Further, the Directive provides that management officials “shall assess TSO daily fitness for duty within 30 minutes of the start of each TSO’s work shift.” Id. at 3. This is referred to as the “Start-of-Shift Observation.” Id. During the Start-of-Shift Observation, and over the course of the shift, management officials, and in some cases, Lead Transportation Security Officers (“LTSOs”), “will observe each TSO for signs of fatigue, impairment, sluggishness, and/or glassy eyes.” Id. According to the Directive, “a TSO who reports for work unfit for duty may be placed on absence without leave (AWOL) status[.]” Id. And, if a TSO is repeatedly found to be unfit for duty, the officer “shall be notified in writing of that determination and may be subject to

discipline,” in accordance with TSA Management Directive No. 1100.75-3 (ECF 16-4, “TSA Handbook”). ECF 16-3 at 3. With respect to a TSO who is impaired due to sleep deprivation, medication, and/or the failure to take prescription medication as directed, the Directive outlines the following procedures, id. at 3: (1) If a management official has a reasonable belief a TSO is not fit for duty, or if the TSO discloses that he or she has a fitness for duty impairment and his/her supervisor concurs, the management official may offer the TSO an opportunity to recover, e.g., taking a short break to address his/her condition.

(2) If the TSO is unable to address his/her physical impairment, the supervisor may permit the affected employee to request leave . . . . If the TSO does not have a sufficient leave balance, he or she may request leave without pay (LWOP).

(a) A TSO who is not fit for duty is responsible for requesting appropriate leave, e.g.,, [sic] annual leave, sick leave, compensatory time off, if available, or LWOP following established procedures for requesting unscheduled leave.

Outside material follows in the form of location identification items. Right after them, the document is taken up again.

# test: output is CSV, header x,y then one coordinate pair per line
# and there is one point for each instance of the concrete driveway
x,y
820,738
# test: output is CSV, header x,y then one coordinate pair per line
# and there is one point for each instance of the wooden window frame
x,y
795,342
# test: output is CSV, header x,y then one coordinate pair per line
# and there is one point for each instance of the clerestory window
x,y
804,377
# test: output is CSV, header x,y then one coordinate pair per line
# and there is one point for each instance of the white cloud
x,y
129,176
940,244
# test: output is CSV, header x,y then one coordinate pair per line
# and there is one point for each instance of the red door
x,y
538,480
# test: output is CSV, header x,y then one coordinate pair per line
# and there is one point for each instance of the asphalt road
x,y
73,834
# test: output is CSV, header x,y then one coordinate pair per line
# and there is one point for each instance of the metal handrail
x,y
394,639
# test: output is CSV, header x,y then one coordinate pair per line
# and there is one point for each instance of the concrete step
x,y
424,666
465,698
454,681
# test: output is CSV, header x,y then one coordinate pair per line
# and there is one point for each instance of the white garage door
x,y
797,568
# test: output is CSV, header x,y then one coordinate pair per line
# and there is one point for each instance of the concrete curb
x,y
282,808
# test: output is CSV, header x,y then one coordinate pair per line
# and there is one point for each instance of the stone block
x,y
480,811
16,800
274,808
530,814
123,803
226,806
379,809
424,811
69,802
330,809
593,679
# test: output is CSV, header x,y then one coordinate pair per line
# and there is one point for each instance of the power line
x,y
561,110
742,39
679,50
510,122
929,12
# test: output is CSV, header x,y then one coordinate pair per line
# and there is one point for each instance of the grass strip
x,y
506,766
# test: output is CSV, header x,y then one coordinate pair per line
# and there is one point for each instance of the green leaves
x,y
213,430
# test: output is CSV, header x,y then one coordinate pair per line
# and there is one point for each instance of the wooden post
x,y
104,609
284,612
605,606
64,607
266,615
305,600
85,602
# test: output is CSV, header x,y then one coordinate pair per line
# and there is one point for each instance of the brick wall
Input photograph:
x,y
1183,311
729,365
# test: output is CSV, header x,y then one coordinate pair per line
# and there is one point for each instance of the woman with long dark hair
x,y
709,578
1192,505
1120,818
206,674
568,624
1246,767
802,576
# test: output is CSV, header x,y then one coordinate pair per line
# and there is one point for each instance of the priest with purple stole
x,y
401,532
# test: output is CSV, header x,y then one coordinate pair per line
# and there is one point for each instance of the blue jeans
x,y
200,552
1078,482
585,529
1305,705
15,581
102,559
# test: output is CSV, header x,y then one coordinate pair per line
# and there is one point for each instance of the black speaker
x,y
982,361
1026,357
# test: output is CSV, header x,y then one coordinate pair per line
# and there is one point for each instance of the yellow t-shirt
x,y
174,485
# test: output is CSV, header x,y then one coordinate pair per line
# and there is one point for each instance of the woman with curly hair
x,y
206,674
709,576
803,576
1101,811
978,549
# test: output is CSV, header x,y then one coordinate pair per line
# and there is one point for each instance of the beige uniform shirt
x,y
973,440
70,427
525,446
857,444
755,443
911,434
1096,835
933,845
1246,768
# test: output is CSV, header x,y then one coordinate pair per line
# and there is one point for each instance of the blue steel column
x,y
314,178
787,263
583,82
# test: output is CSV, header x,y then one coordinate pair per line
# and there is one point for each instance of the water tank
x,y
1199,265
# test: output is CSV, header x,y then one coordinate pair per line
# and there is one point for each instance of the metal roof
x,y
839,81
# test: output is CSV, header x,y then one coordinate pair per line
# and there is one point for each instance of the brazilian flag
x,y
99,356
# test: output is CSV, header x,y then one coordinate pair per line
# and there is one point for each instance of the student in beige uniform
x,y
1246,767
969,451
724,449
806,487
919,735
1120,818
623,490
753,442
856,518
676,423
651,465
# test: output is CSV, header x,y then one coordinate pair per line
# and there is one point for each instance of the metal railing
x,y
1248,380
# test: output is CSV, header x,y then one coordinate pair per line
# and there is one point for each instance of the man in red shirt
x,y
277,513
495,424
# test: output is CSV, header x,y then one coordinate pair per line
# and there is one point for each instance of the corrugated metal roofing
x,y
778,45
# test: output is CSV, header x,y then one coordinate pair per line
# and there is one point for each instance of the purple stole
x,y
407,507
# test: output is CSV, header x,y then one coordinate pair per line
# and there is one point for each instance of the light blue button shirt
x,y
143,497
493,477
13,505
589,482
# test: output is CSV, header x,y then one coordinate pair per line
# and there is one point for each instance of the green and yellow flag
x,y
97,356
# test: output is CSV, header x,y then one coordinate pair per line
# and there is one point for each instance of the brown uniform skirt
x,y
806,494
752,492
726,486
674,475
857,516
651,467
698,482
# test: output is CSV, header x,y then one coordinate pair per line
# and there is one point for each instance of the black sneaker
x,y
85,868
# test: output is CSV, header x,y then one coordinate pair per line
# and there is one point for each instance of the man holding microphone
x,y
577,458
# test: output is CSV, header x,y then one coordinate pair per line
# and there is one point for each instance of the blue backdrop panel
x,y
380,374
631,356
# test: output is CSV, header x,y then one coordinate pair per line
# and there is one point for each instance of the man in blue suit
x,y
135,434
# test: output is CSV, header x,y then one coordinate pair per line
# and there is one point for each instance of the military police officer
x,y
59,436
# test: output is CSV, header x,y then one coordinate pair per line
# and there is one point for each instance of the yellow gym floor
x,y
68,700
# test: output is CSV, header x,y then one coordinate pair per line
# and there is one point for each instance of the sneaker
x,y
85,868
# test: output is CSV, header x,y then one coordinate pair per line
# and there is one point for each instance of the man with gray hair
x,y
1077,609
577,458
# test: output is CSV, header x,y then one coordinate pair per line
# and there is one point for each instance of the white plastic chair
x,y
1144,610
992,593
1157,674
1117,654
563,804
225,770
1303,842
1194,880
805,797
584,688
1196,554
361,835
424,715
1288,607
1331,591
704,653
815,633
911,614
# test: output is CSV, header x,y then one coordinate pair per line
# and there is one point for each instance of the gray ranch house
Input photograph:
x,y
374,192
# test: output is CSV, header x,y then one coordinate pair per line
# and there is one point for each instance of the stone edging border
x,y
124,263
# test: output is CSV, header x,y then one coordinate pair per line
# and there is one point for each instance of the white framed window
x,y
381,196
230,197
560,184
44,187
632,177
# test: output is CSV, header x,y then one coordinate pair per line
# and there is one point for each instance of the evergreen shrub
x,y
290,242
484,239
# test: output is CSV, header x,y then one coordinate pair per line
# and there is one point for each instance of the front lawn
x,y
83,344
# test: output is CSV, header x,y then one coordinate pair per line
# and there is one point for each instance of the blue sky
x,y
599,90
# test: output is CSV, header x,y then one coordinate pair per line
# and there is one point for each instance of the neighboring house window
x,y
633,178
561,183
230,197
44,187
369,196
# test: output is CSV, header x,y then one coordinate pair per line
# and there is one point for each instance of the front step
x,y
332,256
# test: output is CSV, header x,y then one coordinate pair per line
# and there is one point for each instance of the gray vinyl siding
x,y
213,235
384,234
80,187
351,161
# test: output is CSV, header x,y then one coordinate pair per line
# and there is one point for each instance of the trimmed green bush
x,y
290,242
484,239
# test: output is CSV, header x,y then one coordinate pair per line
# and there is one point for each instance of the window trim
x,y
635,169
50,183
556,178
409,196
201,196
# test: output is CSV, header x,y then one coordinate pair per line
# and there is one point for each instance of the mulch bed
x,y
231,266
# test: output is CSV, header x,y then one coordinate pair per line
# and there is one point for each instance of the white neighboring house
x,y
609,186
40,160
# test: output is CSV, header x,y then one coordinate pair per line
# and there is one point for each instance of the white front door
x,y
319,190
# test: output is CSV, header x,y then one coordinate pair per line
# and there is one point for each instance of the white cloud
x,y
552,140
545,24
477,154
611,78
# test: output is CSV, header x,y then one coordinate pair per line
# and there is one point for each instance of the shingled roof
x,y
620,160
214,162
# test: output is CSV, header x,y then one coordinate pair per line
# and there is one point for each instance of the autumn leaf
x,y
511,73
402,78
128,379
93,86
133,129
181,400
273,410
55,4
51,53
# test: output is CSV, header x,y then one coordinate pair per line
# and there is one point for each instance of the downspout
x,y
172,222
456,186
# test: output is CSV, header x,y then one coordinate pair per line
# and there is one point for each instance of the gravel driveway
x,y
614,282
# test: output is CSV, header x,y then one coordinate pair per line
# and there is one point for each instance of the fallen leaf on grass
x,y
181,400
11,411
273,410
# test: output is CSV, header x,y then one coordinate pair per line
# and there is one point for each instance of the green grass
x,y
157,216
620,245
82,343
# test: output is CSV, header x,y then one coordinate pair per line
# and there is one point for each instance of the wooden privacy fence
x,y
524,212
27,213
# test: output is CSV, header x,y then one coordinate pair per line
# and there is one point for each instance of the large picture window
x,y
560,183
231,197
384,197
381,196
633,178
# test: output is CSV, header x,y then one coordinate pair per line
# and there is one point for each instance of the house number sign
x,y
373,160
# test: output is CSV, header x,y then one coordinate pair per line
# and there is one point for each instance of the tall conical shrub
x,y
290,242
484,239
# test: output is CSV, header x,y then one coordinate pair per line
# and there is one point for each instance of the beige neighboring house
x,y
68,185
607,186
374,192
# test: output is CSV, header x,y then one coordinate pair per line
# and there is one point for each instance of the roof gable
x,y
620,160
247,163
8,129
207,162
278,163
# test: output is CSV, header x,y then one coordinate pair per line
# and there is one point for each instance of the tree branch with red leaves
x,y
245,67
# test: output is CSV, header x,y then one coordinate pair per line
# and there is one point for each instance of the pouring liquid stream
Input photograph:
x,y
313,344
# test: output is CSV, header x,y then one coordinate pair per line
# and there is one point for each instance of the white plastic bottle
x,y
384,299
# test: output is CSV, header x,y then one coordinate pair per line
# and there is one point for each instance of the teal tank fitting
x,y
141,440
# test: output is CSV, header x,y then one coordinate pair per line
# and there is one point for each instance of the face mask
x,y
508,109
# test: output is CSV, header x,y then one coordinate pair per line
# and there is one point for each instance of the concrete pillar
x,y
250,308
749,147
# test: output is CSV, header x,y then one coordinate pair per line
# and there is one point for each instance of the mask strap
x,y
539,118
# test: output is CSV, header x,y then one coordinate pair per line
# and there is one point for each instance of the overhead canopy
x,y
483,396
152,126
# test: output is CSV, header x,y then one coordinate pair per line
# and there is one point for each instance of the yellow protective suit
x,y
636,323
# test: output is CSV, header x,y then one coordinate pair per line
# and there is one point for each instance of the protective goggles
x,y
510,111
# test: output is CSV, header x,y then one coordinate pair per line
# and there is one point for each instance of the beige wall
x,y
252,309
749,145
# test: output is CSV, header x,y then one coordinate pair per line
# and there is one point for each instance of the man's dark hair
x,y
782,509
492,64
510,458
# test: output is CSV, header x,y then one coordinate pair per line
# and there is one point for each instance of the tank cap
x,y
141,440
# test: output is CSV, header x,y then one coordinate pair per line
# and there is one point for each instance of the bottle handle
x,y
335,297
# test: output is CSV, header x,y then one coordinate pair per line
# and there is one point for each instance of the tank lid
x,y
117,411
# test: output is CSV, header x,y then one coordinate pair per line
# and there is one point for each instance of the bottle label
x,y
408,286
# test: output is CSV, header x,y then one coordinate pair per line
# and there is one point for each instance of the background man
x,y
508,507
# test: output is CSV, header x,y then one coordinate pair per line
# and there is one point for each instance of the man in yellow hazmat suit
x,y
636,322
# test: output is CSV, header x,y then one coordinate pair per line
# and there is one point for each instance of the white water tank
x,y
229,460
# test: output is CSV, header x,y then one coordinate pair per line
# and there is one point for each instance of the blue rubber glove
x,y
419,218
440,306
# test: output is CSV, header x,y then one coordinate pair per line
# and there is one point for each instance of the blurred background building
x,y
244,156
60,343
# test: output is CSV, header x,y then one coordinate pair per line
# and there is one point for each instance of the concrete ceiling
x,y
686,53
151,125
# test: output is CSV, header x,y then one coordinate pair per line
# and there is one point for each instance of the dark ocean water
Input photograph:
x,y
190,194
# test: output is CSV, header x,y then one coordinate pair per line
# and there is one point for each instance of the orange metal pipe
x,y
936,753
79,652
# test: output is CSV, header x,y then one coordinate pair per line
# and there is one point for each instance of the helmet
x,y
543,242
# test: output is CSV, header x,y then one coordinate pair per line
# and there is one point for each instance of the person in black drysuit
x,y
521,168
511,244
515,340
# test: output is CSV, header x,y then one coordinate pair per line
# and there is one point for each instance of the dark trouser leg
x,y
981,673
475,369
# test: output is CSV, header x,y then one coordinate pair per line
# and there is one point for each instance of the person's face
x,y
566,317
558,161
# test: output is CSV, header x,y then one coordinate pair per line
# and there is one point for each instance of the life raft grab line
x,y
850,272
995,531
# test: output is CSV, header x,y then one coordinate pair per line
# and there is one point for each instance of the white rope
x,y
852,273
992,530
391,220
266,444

(b) If the TSO fails to follow established procedures for requesting unscheduled leave under these circumstances, he/she will be placed in an AWOL status for the remainder of the workday.

NOTE: Before an employee is placed in an AWOL status, concurrence may be obtained from HQ [Employee Relations (“ER”)] and/or field counsel.

(3) TSOs who repeatedly fail to demonstrate fitness for duty must be notified in writing that future instances of reporting not fit for duty will be charged as AWOL. (a) While not itself a disciplinary action, AWOL is a basis for discipline as outlined in [the TSA Handbook].

(b) A TSO charged as AWOL or repeatedly reporting not fit for duty may be subject to disciplinary action.